L’apôtre Jean dit que le miracle de Cana est un « signe » (Jn 2, 12). En récitant cet évangile, on peut le mimer : la main s’ouvre devant les yeux pour marquer un étonnement et descend devant le cœur pour que le signe soit médité.
C’est un signe pour la famille. Les servants assurent le service pour les bénédictions où l’on boit à la prospérité des époux, en mémoire de…, avant que le rabbi ne bénisse Dieu en rendant grâce pour les époux. Tout cela avait failli être interrompu par le manque de vin. Les époux ne sont pas nommés : la portée du signe est générale.

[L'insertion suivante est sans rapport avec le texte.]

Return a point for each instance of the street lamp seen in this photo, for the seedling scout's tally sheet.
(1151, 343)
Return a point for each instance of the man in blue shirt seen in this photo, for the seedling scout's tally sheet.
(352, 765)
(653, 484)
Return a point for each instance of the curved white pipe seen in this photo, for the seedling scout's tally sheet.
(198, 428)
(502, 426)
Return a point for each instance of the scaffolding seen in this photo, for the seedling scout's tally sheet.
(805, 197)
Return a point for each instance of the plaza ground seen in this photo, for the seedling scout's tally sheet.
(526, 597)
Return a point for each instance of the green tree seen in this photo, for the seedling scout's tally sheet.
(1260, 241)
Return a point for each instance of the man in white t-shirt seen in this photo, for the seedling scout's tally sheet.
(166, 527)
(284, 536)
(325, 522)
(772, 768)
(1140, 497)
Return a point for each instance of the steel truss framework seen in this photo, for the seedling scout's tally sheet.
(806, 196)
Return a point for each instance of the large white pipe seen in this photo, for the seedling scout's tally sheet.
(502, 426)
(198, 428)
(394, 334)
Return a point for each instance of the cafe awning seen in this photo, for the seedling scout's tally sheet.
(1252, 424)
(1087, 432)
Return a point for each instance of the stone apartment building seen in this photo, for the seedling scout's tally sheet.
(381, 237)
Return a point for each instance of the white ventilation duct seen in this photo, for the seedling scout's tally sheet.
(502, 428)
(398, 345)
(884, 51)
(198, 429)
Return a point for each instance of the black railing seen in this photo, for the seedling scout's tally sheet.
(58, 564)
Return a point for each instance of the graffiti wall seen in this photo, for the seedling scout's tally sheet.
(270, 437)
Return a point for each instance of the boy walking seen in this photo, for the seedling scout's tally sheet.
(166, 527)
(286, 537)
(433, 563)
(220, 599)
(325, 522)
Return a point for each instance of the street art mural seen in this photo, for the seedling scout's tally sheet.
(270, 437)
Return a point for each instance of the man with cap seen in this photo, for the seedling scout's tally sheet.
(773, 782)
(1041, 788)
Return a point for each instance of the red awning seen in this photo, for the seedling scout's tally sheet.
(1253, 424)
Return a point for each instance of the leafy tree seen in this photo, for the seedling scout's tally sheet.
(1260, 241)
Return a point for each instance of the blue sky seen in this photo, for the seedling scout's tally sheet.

La ritualité humaine fonde le couple humain et la famille. Alors que les animaux sexués se contentent d’une danse nuptiale, une caractéristique du mariage humain est de se fonder sur un échange de paroles, devant témoins, et garanti par Dieu. Et, par le signe miraculeux, Jésus bénit le rite du mariage.
Ce miracle est un signe pour notre relation à Dieu. Le miracle de l’eau changée en vin a lieu dans « six vasques de pierre destinées à la purification » (Jn 2, 6), c’est-à-dire à un rituel pharisien, une sorte de substitut aux rituels du Temple. Les vasques étaient vides, ce qui suggère que ce rituel était négligé. L’eau représente la Torah qui est à la fois le récit des hauts-faits de Dieu (Aggada) et la loi à mettre en pratique (halakha). Les tables de la loi étaient en pierre (Ex 34, 1). Le vin signifie la Torah messianique. Ces détails constituent un signe qui interpelle : va-t-on préférer la Torah de Moïse interprétée par le Sanhédrin (l’eau) ou accueillir la Torah messianique de Jésus (le vin) ? La loi indique le chemin de la Vie, mais le Messie sauve : il restaure en l’homme à la fois la connaissance et la force de marcher sur le chemin de la Vie. Il nous faut continuer de remplir les vasques de l’eau de l’obéissance à la loi, mais en accueillant Jésus comme Messie qui transforme cette eau en vin : la joie d’une vie en communion avec Dieu.
Enfin, ce miracle est un signe pour l’avenir. L’extraordinaire surabondance du vin annonce les derniers temps (Am 9, 13-14 ; Jl 4, 18) et la restauration universelle (Is 25, 6). Cette restauration, Pierre en parle dans son discours de Pentecôte (Ac 3, 20-21).